今回の東氏(id:hazuma)のコラムの内容は「メタフィクションは、なぜ、人を引きつけるか。それは、現実の世界がメタフィクション化してるからだ」というもの。以下は、その要約。

 メタフィクションというと、よく物語構造への批評だとか、内輪受けの自慰行為だとか言われるが、それは正しくはない。

 今の世の中、絶対的に正しいとされるものなどなく、様々な事実には、様々な視点があり、様々な読み解き方があり……つまり、現実自体が、様々な姿を見せている。
 その実感を素朴に描けば、それだけでメタフィクションが生まれるし、受け取る側も、そこにこそリアリティを感じる。それだけのことだ。

 竹田や加藤のポストモダニスム批判では、ポストモダンによって「作者」や「社会」や「国家」や「人間」や「作者」の概念が変化したことを前提としているが、それも同様におかしい。
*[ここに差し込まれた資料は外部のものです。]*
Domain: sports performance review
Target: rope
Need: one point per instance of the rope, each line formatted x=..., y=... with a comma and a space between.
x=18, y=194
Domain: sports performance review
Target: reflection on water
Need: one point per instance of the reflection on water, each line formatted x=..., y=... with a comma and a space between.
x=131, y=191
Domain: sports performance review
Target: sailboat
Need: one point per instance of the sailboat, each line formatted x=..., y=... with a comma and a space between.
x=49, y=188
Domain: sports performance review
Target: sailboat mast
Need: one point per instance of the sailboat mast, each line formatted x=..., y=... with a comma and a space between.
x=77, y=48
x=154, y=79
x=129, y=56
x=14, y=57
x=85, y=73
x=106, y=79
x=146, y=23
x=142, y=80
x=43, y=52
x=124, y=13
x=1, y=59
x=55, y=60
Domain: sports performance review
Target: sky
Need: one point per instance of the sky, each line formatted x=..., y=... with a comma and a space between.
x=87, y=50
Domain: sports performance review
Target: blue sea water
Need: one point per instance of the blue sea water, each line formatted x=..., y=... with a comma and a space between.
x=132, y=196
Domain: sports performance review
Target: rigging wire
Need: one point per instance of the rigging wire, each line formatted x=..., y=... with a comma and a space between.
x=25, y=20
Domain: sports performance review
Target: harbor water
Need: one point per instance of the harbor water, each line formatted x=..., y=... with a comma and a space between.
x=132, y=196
それらは、デリダフーコーが否定したから変化したのではなく、社会の流れとして変化していたのを、ポストモダニスムが追認したに過ぎないからだ。

 ……だそうな。
 言ってることには同意できるのだが、これで終わりというのは、いくらなんでもひどすぎる。

 そうは言っても、メタフィクションなら、なんでもリアリティを感じるか、というと、そうではない。リアリティの欠片も感じない、クズ作品は山ほどある。

 もっと細かいところで、どんなメカニズムで、人はメタフィクションにリアリティを感じるのか? それは、我々が持つ社会のイメージに、どう関わっているのか。そこが重要だろう。

 前回は、映画『アイデンティティ』を題材にして、「虚構の人間とのコミュニケーションが現実を変える」というところで終わったわけで、当然、その仕組みについての言及を期待していたのだが、その話は全くなし。聞きたいのは、そこなんだってば。

 東氏には、文章を書いたあと、推敲することを、お勧めしたい。思いついたアイディアを書き散らし終えたら、それらを分類し、整理し、並び替え、使えるものを残し、使えないものは削除してストックに回し、各連載単位で意味が通るようにしてほしい。